The National Labor Relations Board (NLRB) denied a Petitioner's request for review of the Regional Director's order dismissing a petition and withdrawing the notice of hearing in a case involving New York Paving, Inc. (Employer), Construction Council Local 175, Utility Workers Union of America, AFL-CIO (Petitioner), and Highway, Road and Street Construction Laborers’ Union 1010, of the Laborers International of North America, AFL-CIO (Intervenor).

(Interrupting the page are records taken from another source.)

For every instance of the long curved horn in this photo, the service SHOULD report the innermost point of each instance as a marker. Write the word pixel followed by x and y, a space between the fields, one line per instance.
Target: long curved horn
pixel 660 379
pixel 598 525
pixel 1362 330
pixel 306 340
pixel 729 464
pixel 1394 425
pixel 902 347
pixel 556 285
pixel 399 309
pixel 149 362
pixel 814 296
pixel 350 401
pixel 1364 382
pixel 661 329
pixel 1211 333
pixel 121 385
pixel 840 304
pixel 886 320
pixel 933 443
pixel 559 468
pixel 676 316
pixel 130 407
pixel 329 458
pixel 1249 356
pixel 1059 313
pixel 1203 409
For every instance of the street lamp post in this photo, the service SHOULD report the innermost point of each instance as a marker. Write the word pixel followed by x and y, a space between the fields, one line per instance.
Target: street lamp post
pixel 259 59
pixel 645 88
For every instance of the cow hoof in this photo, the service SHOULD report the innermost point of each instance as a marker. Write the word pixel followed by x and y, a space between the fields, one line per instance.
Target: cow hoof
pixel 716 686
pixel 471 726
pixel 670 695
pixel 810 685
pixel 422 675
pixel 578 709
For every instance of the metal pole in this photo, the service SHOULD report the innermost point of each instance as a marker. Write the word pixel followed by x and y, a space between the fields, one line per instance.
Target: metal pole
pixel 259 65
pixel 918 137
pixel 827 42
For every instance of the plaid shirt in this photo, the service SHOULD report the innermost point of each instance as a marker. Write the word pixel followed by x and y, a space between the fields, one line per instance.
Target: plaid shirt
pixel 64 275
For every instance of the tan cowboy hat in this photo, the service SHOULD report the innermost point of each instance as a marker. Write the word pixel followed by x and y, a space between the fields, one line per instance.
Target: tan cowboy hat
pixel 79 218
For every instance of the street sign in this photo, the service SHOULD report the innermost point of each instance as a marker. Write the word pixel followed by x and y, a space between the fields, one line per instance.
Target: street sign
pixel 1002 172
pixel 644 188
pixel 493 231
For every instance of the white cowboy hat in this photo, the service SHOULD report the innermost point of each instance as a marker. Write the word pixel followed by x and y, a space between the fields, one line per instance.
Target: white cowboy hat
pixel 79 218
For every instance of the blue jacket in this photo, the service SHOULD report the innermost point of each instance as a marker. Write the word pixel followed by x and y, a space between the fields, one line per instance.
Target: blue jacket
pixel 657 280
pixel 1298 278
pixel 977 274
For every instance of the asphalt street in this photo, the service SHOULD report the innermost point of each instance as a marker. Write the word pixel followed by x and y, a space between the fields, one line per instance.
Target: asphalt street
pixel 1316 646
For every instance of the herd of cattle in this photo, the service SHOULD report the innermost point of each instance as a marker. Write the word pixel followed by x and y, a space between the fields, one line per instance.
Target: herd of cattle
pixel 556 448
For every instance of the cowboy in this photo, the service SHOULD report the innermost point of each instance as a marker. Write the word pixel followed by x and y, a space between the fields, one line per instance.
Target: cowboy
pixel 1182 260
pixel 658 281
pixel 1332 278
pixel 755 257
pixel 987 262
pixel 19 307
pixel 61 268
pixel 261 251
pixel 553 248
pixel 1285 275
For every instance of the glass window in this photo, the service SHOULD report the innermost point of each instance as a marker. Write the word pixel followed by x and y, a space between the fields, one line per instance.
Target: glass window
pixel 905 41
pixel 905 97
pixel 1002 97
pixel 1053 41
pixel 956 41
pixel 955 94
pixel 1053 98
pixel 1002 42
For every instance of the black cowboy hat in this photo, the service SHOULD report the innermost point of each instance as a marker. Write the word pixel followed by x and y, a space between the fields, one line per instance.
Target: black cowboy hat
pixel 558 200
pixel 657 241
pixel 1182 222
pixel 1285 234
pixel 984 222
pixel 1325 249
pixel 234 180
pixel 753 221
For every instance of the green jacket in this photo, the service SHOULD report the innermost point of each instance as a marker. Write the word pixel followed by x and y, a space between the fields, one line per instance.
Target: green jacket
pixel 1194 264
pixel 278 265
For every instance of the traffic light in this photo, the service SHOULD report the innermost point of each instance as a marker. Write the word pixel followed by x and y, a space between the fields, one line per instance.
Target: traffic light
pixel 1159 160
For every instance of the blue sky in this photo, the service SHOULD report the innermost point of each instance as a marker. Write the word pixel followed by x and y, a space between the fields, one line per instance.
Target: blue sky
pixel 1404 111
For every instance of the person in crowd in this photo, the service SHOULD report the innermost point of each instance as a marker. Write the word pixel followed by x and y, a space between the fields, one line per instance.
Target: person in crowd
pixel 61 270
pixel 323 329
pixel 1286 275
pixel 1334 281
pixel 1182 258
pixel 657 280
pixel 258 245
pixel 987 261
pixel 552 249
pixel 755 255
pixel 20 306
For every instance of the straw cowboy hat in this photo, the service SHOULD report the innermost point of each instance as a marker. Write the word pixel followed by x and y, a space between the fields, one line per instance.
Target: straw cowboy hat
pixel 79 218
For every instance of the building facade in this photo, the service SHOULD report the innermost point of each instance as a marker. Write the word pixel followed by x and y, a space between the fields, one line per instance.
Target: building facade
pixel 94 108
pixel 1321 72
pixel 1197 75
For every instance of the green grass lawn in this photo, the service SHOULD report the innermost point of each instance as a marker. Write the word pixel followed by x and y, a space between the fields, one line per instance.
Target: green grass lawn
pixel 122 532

The Petitioner argued that a Memorandum of Agreement (MOA) signed by the Employer and Intervenor on March 5, 2024, constituted a premature extension of collective-bargaining agreements drafted in 2017 and 2021. The Board rejected this argument. Even if the parties had adopted and were bound by the 2017 and/or 2021 agreements through their conduct, as the Petitioner contended, these agreements would not have barred petitions under the Board's contract bar doctrine because they were never signed by the parties. The Board reaffirmed the principle established in Appalachian Shale Products Co., that an unsigned contract cannot bar a petition, even if its provisions are put into effect.

Furthermore, the Board clarified that the premature extension doctrine does not apply unless the original agreement was in effect as a bar at the time the extension agreement was executed. This principle, derived from cases such as New England Telephone & Telegraph Co. and Cushman's Sons, Inc., means that a new contract signed during the term of a prior agreement that would bar a petition can only extend that bar for the remainder of the original contract's period. Therefore, the 2024 MOA could not have served as a premature extension that created a window period prior to the expiration of the alleged 2017 and/or 2021 agreements.